140字で甘やかされる

「お前のかく文章は回りくどい」「薄々そんな気がしてた」
というわけで、簡潔に萌える文章を書きたいと思い、140字(ツイッタ文字制限)で簡単なお話(後付けの理由)。テーマは「140字で甘やかされる警部」(これまた後付なテーマ)

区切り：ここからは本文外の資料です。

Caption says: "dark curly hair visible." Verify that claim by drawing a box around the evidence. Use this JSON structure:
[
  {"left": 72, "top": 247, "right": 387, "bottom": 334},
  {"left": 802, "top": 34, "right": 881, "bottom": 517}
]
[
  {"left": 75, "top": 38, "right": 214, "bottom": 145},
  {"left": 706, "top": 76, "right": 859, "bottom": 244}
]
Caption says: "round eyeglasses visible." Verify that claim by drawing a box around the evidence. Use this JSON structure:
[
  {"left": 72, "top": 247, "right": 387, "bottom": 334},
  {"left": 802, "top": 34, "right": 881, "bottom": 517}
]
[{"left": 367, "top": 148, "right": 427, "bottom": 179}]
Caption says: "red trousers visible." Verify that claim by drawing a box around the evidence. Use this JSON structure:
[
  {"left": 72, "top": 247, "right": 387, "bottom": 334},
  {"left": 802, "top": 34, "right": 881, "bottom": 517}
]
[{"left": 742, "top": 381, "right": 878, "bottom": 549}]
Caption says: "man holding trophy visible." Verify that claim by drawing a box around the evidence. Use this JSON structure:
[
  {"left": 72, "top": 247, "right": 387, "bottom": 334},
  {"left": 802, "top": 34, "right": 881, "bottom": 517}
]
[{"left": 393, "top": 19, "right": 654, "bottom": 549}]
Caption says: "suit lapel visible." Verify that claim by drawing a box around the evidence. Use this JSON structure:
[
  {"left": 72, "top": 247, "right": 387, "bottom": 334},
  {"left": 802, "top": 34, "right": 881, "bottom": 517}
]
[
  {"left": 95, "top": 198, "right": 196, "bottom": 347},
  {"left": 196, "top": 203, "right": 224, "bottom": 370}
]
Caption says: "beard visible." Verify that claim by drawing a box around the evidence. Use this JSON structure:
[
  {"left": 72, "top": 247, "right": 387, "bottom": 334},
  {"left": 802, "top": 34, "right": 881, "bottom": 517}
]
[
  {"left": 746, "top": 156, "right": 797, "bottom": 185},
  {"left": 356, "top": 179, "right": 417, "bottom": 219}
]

ツイッタに投下して終わりのつもりがひとつ投下しそびれたのでここにまとめて置いておきます
ここでかく表題をハッシュタグにしてたので正確には140-3~5字数くらいかも。

おやすみ

相手の寝息を確かめて男はそっと体を起こした。「ごめんな、俺どうしても行かなきゃなんねんだわ」呟くと手首に触れる。数秒後、微かな金属音を立てて二人 を繋いでいた鎖が地面に落ちた。相手は目覚める様子もない。男は身を屈めると相手の額に口づけた。「ゆっくりおやすみ、とっつあん」

おはよう

違和感の元は部屋に漂う匂いだとすぐに気付いた。起きようとしたが体の節々が悲鳴を上げる。唸りながらやっとのことで布団の上に胡坐をかいた。眠気を追いやるように目を擦る。「起きたのか」台所から声がしてそちらを見ると見覚えのある黒い帽子。「朝飯出来てるぜ、おはよう銭さん」

昼休み

男は差出された手にそっぽを向いた。「そんなものでは釣られん」「だろうな」溜息をつき隣に腰を下ろす。「いいから食えよ。ここではなかなか手に入るま い」並んで握り飯を頬張る。指についた米粒まできれいに舐めとった男が初めてこちらを見た。「腹ごなしに一つお手合わせ願おう、銭形殿」

鈍感

「あいつとは自由恋愛だからいいの、俺も今他に気になってる子がいるから」熱く潤んだ目線で反応を窺う。「普段はゴリラみたいにおっとろしいんだけどたま に笑うと可愛いんだよねぇ」「変わった趣味してるな」興味なさげに相槌を打つ相手。それじゃ一生気付かれないぞ、と思う相棒二人であった。

泥酔

「畜生、奴め何か薬を盛りやがったな」顔面蒼白になり口元を押さえる上司の体を支えた。「いえ、単なる呑み過ぎです警部」丸めた背中をさする。こんなに 酔っても、この人の頭は賊のことで占められている。そう思うと男の口角はギュッと下がった。その感情が何なのかまだ誰も、本人すら知らない。

そしてまたおやすみ

「疲れてるんだ」自分の胸に頭を凭れさせながらも言い訳めいた呟きを零す相手に目を細める。しばらくしてうとうとし始めた相手の頬を指先で撫でた。本当ならこの隙に情報を盗み出してサヨナラなんだけど。今夜だけは甘えさせてあげる。「おやすみなさい、銭形さん」女は慈しむように微笑んだ。